Stochastic Neutron Noise Estimation Using a Rare-Event Simulation Approach. Application to the Monitoring of Nuclear System Reactivity
This PhD project aims to develop an innovative method to characterize the reactivity of fissile systems by analyzing their stochastic fluctuations, known as zero-power neutron noise. In a subcritical fissile medium, neutrons originating from spontaneous fission can initiate short and random chain reactions, generating a fluctuating signal. This noise carries essential information on the distance of the system to criticality, a key parameter both for the safety of nuclear installations (prevention of criticality accidents) and for the detection of undeclared fissile materials (nuclear security and non-proliferation).

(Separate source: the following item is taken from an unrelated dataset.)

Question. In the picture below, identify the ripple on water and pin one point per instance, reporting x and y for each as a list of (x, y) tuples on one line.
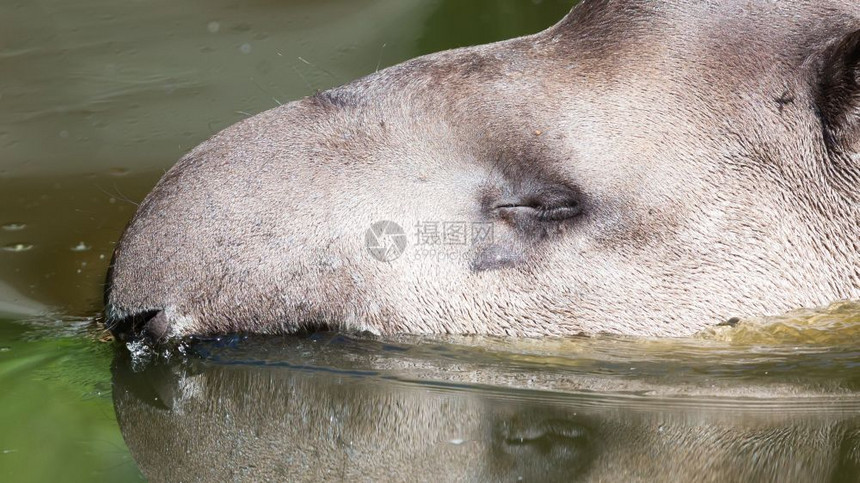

Existing theoretical approaches to infer system reactivity from neutron noise are limited to idealized situations and become unsuitable in realistic configurations, particularly when the system is strongly subcritical or when significant uncertainties exist regarding its geometry or composition (as in the case of the Fukushima Daiichi corium or spent fuel storage). Monte Carlo simulations then appear as a natural alternative, but current simulations rely on variance reduction techniques that fail to correctly preserve stochastic fluctuations.
This thesis proposes to address this scientific challenge by adapting a relatively recent variance reduction method known as Adaptive Multilevel Splitting (AMS), originally developed to efficiently sample rare events while preserving their statistical properties. The goal is to extend this method to neutron transport in multiplying media and to make it a tool capable of faithfully simulating the temporal correlations characteristic of neutron noise. Following the theoretical developments, the algorithm will be implemented in Geant4, compared to analytical benchmark solutions, and experimentally validated through in situ measurements (using neutron sources or research reactors). In the long term, this work may lead to direct applications in nuclear monitoring, safety diagnostics, and detector physics, while also opening perspectives in fundamental physics and medical physics.